Five of Witches

20 Capítulo 20- O plano


Notas iniciais
Oiiii minha genty!!! Desculpa não ter postado durante a semana, é que eu tive prova e ta tudo muito muito corrido!!! Mas agr estou aqui com mais um capítulo para vcs!!!

Acordei em um pulo com o celular despertando, não me lembro ao certo como fui parar na cama. Só sei que desabei, está cansada de mais... Eram muitos problemas e poucas soluções. Sentia-me responsável pela vida da Alice, se ela fosse morta por essa tal bruxa eu seria a culpada de certa forma... E acho que não aguentaria viver sendo a culpada da morte de alguém.

Tirei o pijama e coloquei uma calça jeans qualquer e uma regata cinza, era segunda feira e havia aula, como não era obrigatório o uniforme iria vestida assim. Não estava com tempo de ficar escolhendo roupa, na verdade “escolher roupa” não me importava tanto nesse momento.

Mesmo com todos esses problemas, ainda tinha que fazer com que as pessoas a minha volta achassem que eu era uma adolescente normal de 16 anos. Ninguém precisava saber desse mundo no qual vivo.

Passei uma maquiagem de leve e fiz um coque meio solto. Sai do meu quarto em direção ao quarto de Matheus, precisava tirar toda aquela história a limpo. Como uma pessoa decide uma coisa por você sabendo que você não vai concordar?! Eu tenho direito de opinar também!

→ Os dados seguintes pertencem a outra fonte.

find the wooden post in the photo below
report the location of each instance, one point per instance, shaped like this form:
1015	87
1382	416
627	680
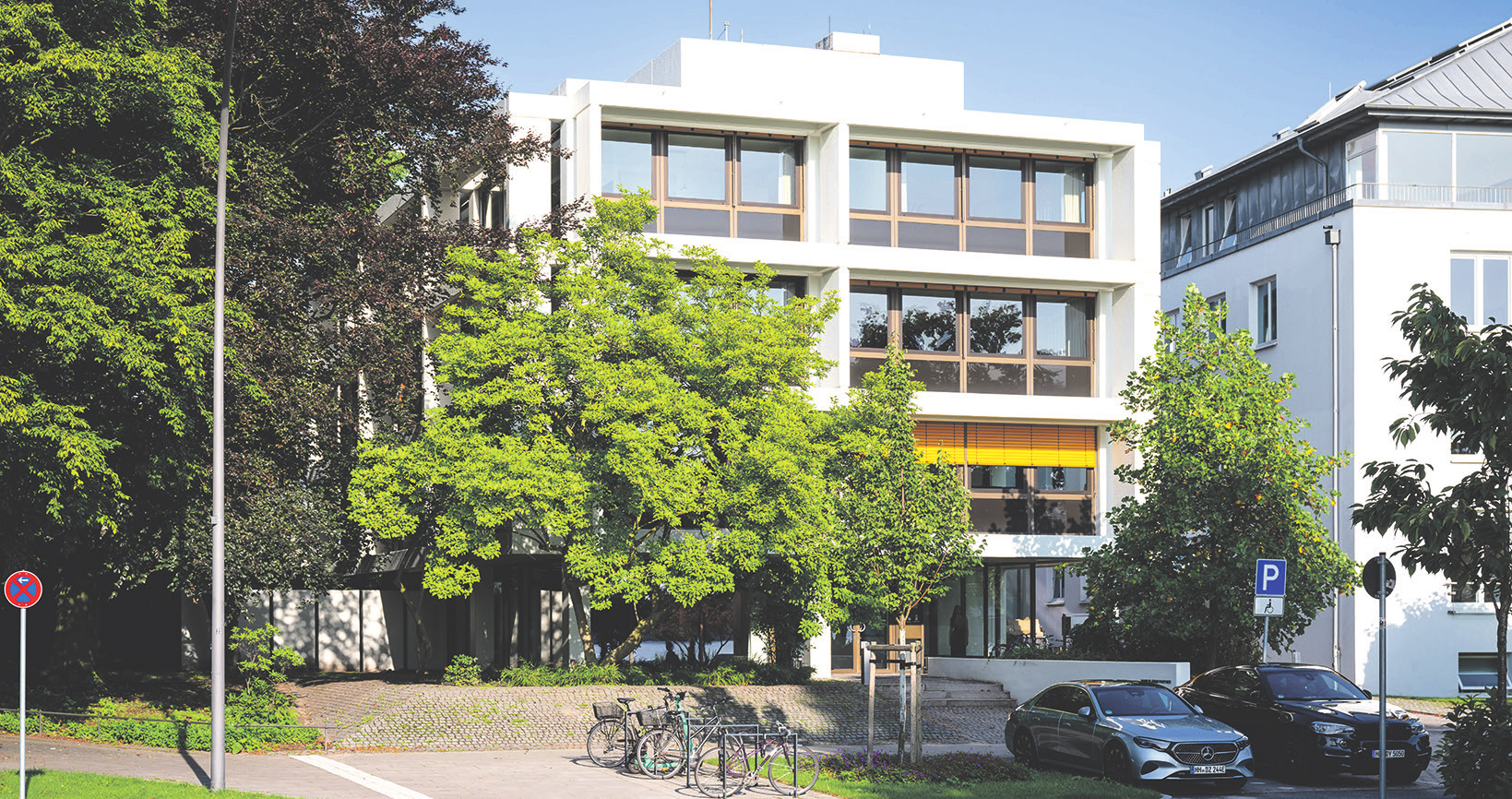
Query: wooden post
917	709
903	699
871	697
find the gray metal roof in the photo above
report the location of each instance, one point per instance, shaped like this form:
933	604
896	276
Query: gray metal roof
1473	75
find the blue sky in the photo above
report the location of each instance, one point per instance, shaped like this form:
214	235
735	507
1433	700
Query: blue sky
1208	80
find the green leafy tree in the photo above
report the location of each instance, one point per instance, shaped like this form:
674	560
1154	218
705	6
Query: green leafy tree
652	427
1459	385
104	326
1222	482
901	518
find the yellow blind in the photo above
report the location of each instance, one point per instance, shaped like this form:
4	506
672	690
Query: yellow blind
932	437
1030	446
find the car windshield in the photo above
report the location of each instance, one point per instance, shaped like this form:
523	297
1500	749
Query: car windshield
1140	701
1311	685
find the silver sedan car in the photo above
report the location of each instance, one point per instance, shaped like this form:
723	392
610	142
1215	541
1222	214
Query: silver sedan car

Bati algumas vezes na porta, mas nada.

-Ele não está, saiu bem cedo. -Disse uma voz feminina atrás de mim, e um detalhe... Não era a voz de Kenna.

Virei-me em direção a voz, uma garota baixa com cabelos totalmente platinados e olhos braços.... Essa garota, era a mesma do meu sonho. Franzi a testa, não posso mais duvidar de nada.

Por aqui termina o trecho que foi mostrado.